LION :-D ... fantastic name and abbreviation :-D ... We should have come up with that ;-)

No no ! The RION Object field also has length bytes in the beginning - just like the other fields!

You are right, there are missing a few examples in the documentation! Also how to write RION Array fields. Actually, I am not sure if there is even a need for an explicit Array type of field... it is intended for lists / arrays of the same kind of RION Fields (e.g. an array of integers). But we have no restrictions on the fields inserted into an Array field.

You are right - in theory the reader could know the column names and count per row already, and thus field names (KEY fields) could be left out. We also allow for that optimization for RION Object fields - when messages need to be more compact. Then only the value fields are sent across the network. No KEY fields.

If you want - I could spend some time expanding the docs with more examples etc. for how to write RION Table and Array fields, and also how to read them again.

The reason I haven't done that yet is, that RION Ops is part of a suite of toolkits / ecosystem designed for implementing distributed systems, using asynchronous communication, non-blocking IO, flexibility in architecture choices etc. etc. I am currently working on the thread execution model for this (POC working) and I was planning to document that before going back to RION Ops docs :-) But I can switch that around if it helps you!

jjenkov commented 4 years ago

Regarding performance, I've spent a lot of time thinking about performance and compactness of both RION and of the code reading and writing it. It should be reasonably fast. Not saying it cannot be made any faster. Maybe there are some techniques that I don't know of that could improve speed. But it's quite decent currently.

hvbtup commented 4 years ago

Probably you misunderstood me:

The performance of the Java implementation is excellent!

The performance of my PL/SQL implementation is a nightmare, but that's caused by the way I use LOBs and can be dramatically improved (though it won't reach Java's performance).

E.g. I have a class that contains a structure like this: Map<String, Map<Tuple<String, String>, Map<String, Object>>>. This map contains entries for UI properties, a total of 20000 Properties. The majority of the property values are Strings.

And the Tuple was really an EclipseLink entity with the special property that the first element is always the same value as the outermost key (as the data was sorted and grouped that way).

This was serialized/deserialized with the standard Java serializer. Deserialization with the standard Java Serializer took about 2000 ms on my machine (and I don't know what size the serialized data had, but probably "big").

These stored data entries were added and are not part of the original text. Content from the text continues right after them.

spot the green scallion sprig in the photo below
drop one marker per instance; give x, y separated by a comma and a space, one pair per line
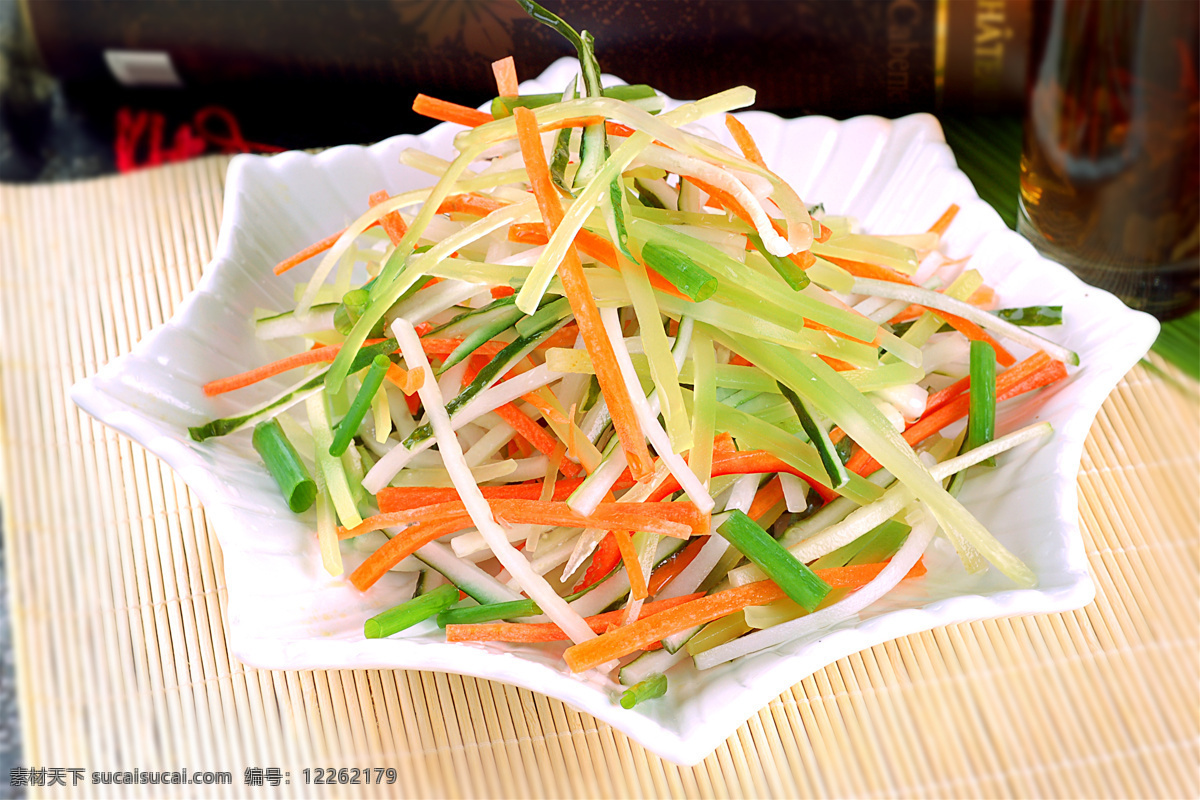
406, 615
797, 581
829, 457
982, 417
646, 690
349, 423
285, 465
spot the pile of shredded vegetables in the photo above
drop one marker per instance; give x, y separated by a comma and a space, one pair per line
611, 383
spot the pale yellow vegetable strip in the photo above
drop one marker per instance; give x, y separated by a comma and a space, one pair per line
382, 415
658, 352
703, 420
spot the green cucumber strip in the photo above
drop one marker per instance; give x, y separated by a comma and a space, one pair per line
504, 106
646, 690
787, 269
616, 211
472, 319
287, 398
982, 415
486, 377
348, 312
820, 439
546, 314
510, 609
855, 414
679, 271
876, 545
797, 581
473, 341
330, 470
762, 435
285, 465
562, 156
1032, 316
346, 428
417, 609
718, 632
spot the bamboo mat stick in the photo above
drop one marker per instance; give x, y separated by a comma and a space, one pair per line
120, 611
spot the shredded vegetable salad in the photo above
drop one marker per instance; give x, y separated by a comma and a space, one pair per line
613, 384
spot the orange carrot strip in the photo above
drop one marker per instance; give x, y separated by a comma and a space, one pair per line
671, 570
552, 470
544, 407
1009, 384
393, 223
401, 546
549, 631
766, 499
744, 140
593, 246
604, 560
472, 203
945, 221
633, 566
250, 377
965, 326
803, 259
617, 128
579, 295
316, 355
748, 462
655, 627
406, 380
316, 248
679, 519
537, 435
1033, 364
505, 71
984, 298
448, 112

I decided to write a special writeObject and readObject for the standard Serializer, and inside these methods, I used the RION format. Well, it took some lines of coding for the 3-level map, but it was worth the effort:

The deserialization with the RION Reader took only 13 ms for the same data (and the serialized data was only about 500 KB in size)

jjenkov commented 4 years ago

Hey - didn't see this message until now! Cool :-) Well, like I wrote earlier, we've spent a long time analyzing and benchmarking - both during the design of RION itself, and the RION Ops classes too.

jjenkov commented 4 years ago

By the way, did you see that I have added a RionObjectWriter and RionObjectReader which can write Java objects to RION and read RION into Java objects in version 0.7.0 ? These classes use Java Reflection to serialize and deserialize Java objects. They are a bit easier to work with than trying to do it all by yourself. Unfortunately, using Reflection is a bit slower ( x 0.5 at least) of using the raw RionWriter and RionReader. But it is so much easier :-D

These Reflection based classes still have some limitations though, which I hope to overcome in the future.

Also, I have created a separate issue about adding a Reference field which can be used to represent a reference from a field somewhere back to another field earlier in the same RION block. This is the first step in adding "cyclic object graph" support. Something you don't get with either CSV, XML, JSON, YAML, MessagePack, CBOR, Avro, Protobuf or Amazon ION.

Let me know if you are still playing with RION, as we are ramping up the RION efforts from 2020 and forward.